In Santa Cruz County, California, an analysis revealed that Latino youth on probation had worse outcomes and higher rates of confinement than their white peers. In response, the county launched a culturally informed effort known as FUERTE Wraparound — or FUERTE, for short.
Thanks to FUERTE, the county — which has participated in the Annie E. Casey Foundation's JDAI® for 20 years — has seen new placements of Latino youth in group homes fall by 86% since 2015.
The Santa Cruz Probation Department created FUERTE (Familias Unidas en Respecto, Tranquilidad y Esperanza/Families United in Respect, Tranquility and Hope) after data indicated that most out-of-home placements involved Latino youth, many of whom had mental health needs and histories of trauma. Parents of these youth were also grappling with a host of challenges — including language barriers, cultural differences and unforgiving work schedules, juvenile probation officials observed.

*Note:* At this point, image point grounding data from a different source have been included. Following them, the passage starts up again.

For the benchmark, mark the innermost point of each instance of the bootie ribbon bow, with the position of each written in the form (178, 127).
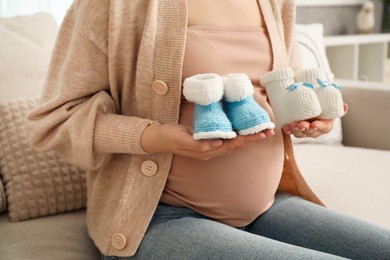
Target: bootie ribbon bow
(324, 83)
(295, 86)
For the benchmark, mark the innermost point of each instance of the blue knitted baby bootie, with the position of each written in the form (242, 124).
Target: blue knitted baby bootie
(246, 116)
(209, 122)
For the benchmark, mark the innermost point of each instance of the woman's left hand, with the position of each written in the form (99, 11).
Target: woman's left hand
(313, 128)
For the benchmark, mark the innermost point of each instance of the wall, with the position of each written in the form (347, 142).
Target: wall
(22, 7)
(337, 19)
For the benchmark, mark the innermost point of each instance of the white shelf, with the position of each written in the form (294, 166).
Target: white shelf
(359, 57)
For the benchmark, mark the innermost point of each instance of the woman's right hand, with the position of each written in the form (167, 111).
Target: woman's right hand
(177, 139)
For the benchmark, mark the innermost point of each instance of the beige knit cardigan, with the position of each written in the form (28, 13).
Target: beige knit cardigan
(116, 68)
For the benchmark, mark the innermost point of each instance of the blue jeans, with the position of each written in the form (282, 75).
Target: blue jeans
(291, 229)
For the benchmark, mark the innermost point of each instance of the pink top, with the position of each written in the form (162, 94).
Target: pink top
(236, 188)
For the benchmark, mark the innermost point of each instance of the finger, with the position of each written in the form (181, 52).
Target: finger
(345, 108)
(324, 125)
(269, 132)
(298, 133)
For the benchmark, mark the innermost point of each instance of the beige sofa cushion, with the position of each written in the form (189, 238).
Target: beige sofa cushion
(62, 236)
(37, 184)
(25, 48)
(354, 181)
(3, 200)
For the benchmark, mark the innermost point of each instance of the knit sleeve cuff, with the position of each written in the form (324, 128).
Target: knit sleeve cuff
(119, 134)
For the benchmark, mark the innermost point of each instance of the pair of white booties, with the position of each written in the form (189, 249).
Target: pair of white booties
(224, 106)
(303, 96)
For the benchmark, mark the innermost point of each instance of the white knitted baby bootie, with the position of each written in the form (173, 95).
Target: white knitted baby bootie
(290, 101)
(210, 121)
(328, 94)
(245, 114)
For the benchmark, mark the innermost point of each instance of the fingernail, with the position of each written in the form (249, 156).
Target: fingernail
(215, 143)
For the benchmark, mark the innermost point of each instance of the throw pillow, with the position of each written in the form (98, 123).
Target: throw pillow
(36, 184)
(25, 48)
(310, 39)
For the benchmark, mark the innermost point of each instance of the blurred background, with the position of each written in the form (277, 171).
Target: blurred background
(57, 8)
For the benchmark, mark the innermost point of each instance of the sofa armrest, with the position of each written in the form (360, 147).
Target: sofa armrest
(367, 123)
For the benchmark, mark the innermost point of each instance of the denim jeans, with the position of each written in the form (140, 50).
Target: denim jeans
(291, 229)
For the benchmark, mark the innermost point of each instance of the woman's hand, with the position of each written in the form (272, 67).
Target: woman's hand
(177, 139)
(313, 128)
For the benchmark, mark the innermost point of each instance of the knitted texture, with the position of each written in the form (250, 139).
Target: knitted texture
(36, 184)
(290, 102)
(83, 123)
(209, 122)
(328, 94)
(247, 117)
(203, 89)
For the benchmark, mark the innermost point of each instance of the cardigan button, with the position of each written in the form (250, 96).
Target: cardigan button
(149, 168)
(160, 87)
(118, 241)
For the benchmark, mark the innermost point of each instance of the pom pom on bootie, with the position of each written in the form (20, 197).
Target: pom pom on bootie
(290, 101)
(328, 94)
(246, 116)
(210, 121)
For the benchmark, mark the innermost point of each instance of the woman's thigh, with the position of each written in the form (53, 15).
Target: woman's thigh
(177, 233)
(296, 221)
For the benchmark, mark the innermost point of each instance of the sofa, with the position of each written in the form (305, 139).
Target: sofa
(43, 199)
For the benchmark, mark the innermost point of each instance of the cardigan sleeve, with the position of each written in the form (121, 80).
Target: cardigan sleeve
(77, 117)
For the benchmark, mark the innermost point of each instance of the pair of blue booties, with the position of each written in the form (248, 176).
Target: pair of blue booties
(224, 106)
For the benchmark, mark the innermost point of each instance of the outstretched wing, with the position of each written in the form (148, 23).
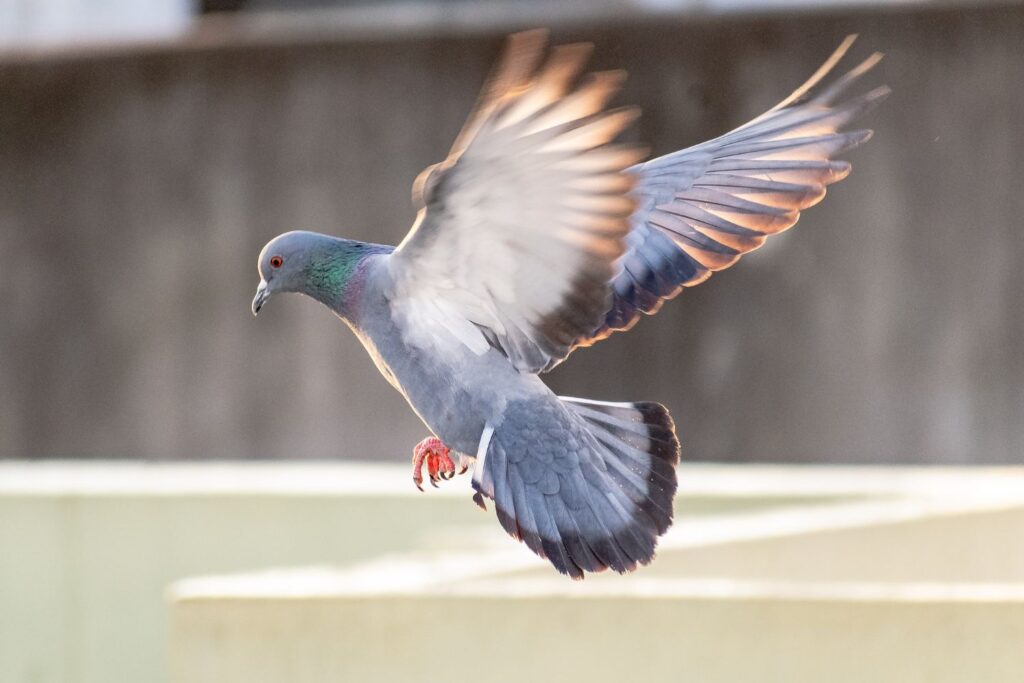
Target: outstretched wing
(701, 208)
(520, 227)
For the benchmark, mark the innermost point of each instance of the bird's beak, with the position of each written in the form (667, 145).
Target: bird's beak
(262, 294)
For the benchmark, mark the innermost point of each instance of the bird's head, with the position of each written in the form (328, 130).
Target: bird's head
(314, 264)
(284, 264)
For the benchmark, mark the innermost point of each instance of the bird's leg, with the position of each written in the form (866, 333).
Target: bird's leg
(438, 460)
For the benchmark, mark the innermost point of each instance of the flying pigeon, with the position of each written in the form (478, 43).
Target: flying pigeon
(541, 233)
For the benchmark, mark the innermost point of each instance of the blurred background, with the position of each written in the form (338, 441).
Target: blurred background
(184, 493)
(148, 150)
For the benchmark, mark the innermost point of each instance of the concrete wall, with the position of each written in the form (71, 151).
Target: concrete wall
(136, 188)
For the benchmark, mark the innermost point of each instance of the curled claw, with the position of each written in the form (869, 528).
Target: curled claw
(436, 456)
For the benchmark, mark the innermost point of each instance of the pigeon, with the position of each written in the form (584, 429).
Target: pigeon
(543, 232)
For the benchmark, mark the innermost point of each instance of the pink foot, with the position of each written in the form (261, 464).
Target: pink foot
(439, 465)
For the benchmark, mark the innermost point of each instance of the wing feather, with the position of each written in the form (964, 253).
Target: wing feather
(521, 225)
(700, 209)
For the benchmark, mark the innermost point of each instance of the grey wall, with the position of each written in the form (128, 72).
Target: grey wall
(136, 189)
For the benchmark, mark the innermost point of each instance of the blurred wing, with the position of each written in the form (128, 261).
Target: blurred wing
(521, 225)
(701, 208)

Supporting Community Connections
With these hurdles defined, the department teamed up with the nonprofit Encompass Community Services to connect youth to mental health care, improve outreach to families, expand scheduling beyond the standard workweek, and deliver all of these services to Latino youth and families in their home communities
“We can’t expect success if we isolate youth from their families and communities,” says Nate Balis, director of the Casey Foundation’s Juvenile Justice Strategy Group. “FUERTE demonstrates the importance of meeting youth and families where they are, and actively involving them in identifying needs and solutions within their own communities.”

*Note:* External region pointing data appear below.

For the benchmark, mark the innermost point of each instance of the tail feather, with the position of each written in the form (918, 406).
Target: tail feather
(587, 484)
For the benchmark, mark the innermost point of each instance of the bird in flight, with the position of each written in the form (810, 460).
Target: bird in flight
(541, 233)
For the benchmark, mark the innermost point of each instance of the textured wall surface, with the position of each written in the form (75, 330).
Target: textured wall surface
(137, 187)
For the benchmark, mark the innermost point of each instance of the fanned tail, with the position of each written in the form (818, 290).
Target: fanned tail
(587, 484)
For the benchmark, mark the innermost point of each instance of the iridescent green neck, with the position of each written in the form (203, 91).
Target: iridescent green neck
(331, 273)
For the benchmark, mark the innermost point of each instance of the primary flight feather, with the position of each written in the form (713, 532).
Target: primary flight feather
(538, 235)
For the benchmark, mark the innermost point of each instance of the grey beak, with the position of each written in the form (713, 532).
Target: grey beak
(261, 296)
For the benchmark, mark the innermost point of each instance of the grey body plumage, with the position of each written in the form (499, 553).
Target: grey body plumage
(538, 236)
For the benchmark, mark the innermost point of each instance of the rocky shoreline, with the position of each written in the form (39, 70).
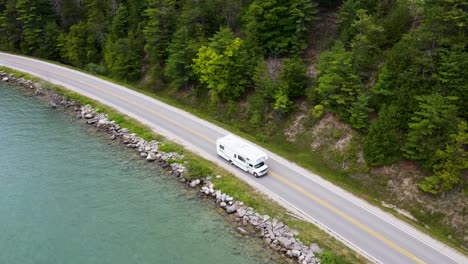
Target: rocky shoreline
(273, 232)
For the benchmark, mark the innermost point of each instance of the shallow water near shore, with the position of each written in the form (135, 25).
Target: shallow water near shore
(69, 196)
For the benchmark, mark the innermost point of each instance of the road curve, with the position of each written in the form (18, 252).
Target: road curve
(375, 234)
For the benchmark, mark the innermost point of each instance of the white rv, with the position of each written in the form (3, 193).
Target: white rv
(242, 154)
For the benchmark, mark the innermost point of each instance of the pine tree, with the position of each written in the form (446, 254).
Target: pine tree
(383, 142)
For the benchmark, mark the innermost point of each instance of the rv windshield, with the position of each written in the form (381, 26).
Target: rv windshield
(259, 165)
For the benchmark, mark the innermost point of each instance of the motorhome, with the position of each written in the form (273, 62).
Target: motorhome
(243, 155)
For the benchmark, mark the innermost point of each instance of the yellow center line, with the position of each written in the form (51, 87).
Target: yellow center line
(346, 217)
(275, 175)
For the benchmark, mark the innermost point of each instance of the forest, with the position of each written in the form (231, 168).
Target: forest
(393, 70)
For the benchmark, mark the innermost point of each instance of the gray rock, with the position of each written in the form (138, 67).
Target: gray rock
(231, 209)
(286, 242)
(241, 212)
(275, 247)
(295, 253)
(315, 248)
(242, 231)
(176, 173)
(310, 255)
(150, 157)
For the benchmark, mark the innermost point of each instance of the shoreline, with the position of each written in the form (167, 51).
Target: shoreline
(247, 220)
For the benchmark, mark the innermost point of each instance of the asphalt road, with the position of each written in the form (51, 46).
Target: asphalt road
(377, 235)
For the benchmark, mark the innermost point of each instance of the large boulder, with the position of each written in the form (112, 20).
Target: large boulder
(151, 157)
(231, 209)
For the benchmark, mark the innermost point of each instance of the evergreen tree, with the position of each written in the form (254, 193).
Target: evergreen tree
(338, 85)
(80, 45)
(280, 26)
(383, 142)
(10, 27)
(160, 15)
(451, 165)
(293, 74)
(182, 50)
(223, 65)
(430, 128)
(37, 17)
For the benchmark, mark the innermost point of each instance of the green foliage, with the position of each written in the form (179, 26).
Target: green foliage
(452, 78)
(39, 31)
(80, 45)
(10, 27)
(452, 164)
(282, 101)
(318, 111)
(367, 41)
(383, 142)
(359, 113)
(293, 75)
(123, 58)
(430, 128)
(279, 27)
(223, 66)
(255, 109)
(197, 170)
(181, 52)
(263, 81)
(329, 257)
(338, 85)
(159, 27)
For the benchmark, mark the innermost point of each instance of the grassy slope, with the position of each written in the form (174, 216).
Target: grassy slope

The program, which is voluntary, utilizes a team approach that includes a transitional specialist, mental health clinician and probation officer — all of whom speak Spanish. Families learn about FUERTE before their first team meeting, which enables them to make an informed decision about participating.
FUERTE links youth to trauma-focused cognitive behavioral therapy, outpatient treatment for substance use, job coaching and 24-hour crisis support. At the same time, transitional specialists help parents and families tackle issues related to housing, public benefits, food insecurity, mental health care and substance use.
“Many families have their own unmet needs that might distract from their ability to support the young person in the home,” says Assistant Chief Probation Officer Valerie Thompson.
Thus far, the program appears to be working — and well. In addition to an 86% drop in new placement orders to group homes, 84% of FUERTE youth reported improvement in at least one life domain, such as family functioning, decision making or school behavior. Also impressive: 90% of parents say they are satisfied participants and 93% report that their parenting skills have improved in at least one area.
Who Are FUERTE Youth?
Participants range in age from 13 to 18, and they can remain in the program up to age 20. Most — 75% — are Latino boys and offenses range from misdemeanors to more serious offenses.
FUERTE accepts youth whose probation assessments indicate high social-emotional needs or family dysfunction as well as those who have a mental health diagnosis or display symptoms of mental illness.